Brent, against which Nigeria’s crude oil is priced, stood at $75.16 per barrel as of 8:15pm Nigerian time, while the United States’ marker, West Texas Intermediate, traded around $68.36 per barrel.
The rise in oil prices means further accretion to the nation’s Excess Crude Account, into which the difference between the market price of oil and the budget benchmark is saved to provide a cushion when oil prices fall or extra cash is needed for spending on infrastructure.
The 2018 budget proposal, submitted by President Muhammadu Buhari in November 2017, put the benchmark oil price at $45 per barrel, compared to $44.5 per barrel for the 2017 budget.
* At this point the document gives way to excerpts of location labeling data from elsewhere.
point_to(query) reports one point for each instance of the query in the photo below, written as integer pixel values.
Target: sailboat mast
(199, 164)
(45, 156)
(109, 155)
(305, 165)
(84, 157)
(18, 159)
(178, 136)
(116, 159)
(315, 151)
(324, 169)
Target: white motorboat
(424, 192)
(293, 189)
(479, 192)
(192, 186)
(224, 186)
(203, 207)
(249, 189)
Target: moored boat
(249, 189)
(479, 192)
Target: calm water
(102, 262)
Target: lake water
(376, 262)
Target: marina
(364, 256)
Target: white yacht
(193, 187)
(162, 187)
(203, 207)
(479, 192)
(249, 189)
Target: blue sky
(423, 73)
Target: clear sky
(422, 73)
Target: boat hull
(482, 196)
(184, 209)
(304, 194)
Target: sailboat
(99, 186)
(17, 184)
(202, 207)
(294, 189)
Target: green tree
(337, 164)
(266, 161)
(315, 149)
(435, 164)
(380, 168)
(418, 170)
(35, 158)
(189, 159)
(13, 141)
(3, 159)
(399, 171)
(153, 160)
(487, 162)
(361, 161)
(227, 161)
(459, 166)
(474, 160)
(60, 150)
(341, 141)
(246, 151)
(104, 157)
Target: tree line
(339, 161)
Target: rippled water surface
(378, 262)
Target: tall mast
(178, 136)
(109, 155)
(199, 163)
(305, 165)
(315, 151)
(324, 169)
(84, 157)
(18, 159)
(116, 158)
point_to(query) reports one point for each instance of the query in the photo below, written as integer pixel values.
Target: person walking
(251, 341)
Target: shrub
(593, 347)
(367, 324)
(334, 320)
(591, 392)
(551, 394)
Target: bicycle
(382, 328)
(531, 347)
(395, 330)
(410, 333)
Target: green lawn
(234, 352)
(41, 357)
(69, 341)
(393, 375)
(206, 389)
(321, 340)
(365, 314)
The oil price rallied after Israeli Prime Minister, Benjamin Netanyahu, accused Iran of lying “big time” about a secretive nuclear weapons programme, ratcheting up tensions in a region that controls almost half the world’s oil.
Netanyahu’s disclosure of thousands of documents he said proved Iran definitively sought to assemble nuclear bombs comes as the US President, Donald Trump, considers whether to re-impose sanctions against Iran, the third biggest oil producer in the Organisation of Petroleum Exporting Countries.
Crude has rallied this month amid heightened geopolitical tensions and Trump’s indications that he might scrap the 2015 nuclear deal with Iran. At the same time, OPEC-led production cuts have continued to tighten global markets, despite record-setting US crude output.
Meanwhile, more Nigerian oil cargoes had been placed with tender buyers, Reuters reported on Monday.
Fewer than 10 May loading Nigerian cargoes were still available to buyers, traders said, with Qua Iboe, Forcados and Escravos left.
Offers were well above $1.50 premiums to dated Brent, with Erha pegged at a $1.80 per barrel premium.